Wilkinson, David. 1987. “Central Civilzation”. Comparative Civilizations Review, 17/17: Article 4.
8. Tim Di Muzio (2015) proposes a periodization of historical time in three ages:
. . . if fossil fuels are nonrenewable on a scale useful to humans, then it would appear that carbon capitalism and petro-market civilization are transitory historical structures within what Braudel (1983) called the longue dureé. We can thus conceive of three historical eras: an age before fossil fuels, the age of carbon energy and the post–carbon energy age for the duration of human existence.
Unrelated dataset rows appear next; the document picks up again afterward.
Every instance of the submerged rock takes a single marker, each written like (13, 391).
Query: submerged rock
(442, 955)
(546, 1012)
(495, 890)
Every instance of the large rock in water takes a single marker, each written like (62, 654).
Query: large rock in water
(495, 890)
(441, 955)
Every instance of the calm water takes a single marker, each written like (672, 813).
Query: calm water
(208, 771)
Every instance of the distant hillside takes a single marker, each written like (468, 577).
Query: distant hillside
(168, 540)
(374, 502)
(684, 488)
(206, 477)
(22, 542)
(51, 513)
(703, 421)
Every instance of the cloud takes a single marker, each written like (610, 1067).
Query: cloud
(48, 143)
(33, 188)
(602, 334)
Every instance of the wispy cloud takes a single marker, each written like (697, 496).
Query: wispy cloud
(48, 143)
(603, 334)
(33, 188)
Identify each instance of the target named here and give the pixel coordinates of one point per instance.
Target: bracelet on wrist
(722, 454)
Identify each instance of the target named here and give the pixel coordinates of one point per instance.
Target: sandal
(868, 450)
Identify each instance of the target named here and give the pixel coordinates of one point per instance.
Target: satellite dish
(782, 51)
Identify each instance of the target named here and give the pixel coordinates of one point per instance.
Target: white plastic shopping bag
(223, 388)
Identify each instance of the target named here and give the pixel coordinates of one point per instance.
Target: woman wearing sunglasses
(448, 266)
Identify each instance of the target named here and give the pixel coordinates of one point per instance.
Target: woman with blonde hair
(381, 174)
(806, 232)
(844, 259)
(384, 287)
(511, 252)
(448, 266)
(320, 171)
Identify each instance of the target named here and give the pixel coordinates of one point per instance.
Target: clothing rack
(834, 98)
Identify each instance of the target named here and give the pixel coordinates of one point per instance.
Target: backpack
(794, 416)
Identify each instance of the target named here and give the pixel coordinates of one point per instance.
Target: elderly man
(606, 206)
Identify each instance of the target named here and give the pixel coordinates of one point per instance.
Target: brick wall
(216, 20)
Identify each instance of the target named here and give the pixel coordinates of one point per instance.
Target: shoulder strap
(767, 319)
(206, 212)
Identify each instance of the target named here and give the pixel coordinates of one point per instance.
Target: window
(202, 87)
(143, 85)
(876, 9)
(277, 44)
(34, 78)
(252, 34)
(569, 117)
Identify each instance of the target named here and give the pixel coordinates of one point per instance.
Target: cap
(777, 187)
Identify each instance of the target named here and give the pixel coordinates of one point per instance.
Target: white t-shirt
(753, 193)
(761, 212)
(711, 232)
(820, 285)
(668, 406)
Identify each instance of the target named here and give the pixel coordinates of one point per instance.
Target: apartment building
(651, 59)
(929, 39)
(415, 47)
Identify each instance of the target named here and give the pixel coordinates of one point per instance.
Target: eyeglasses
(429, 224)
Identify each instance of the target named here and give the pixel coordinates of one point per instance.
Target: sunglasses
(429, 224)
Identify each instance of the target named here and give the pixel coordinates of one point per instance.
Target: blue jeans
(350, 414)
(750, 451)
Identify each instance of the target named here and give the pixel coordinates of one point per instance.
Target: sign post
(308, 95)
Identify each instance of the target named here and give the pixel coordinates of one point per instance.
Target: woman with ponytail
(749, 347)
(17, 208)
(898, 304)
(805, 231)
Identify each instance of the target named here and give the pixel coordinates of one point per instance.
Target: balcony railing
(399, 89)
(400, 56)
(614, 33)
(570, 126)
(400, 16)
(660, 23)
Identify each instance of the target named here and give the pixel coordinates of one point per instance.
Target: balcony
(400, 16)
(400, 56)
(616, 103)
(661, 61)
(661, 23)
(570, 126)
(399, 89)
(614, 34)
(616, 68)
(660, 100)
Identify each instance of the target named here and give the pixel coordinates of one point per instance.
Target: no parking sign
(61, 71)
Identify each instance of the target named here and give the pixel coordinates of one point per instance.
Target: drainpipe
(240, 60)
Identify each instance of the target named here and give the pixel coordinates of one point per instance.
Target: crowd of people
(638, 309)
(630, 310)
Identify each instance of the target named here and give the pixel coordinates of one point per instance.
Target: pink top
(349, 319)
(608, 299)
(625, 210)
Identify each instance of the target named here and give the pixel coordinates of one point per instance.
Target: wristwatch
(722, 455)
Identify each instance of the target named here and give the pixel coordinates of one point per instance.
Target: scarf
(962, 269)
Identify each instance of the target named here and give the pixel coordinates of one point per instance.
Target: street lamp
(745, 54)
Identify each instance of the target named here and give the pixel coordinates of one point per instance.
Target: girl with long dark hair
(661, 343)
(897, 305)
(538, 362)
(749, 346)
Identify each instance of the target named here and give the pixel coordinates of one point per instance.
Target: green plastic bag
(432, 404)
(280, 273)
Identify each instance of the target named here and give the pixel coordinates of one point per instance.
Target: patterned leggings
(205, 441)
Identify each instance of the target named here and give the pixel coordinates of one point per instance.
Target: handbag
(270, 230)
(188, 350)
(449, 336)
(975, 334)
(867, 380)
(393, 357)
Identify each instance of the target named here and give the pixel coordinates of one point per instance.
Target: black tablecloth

Di Muzio, Tim. 2015. Carbon Capitalism: Energy, Social Reproduction and World Order. London, UK & Lanham, MD: Rowman & Littlefield. Page 32.
9. Holli Riebeek (2011) makes the following basic observation:
Carbon is the backbone of life on Earth. We are made of carbon, we eat carbon, and our civilizations—our economies, our homes, our means of transport—are built on carbon. We need carbon, but that need is also entwined with one of the most serious problems facing us today: global climate change.
Riebeek, Holli. 2011. “The Carbon Cycle”. NASA, Earth Observatory.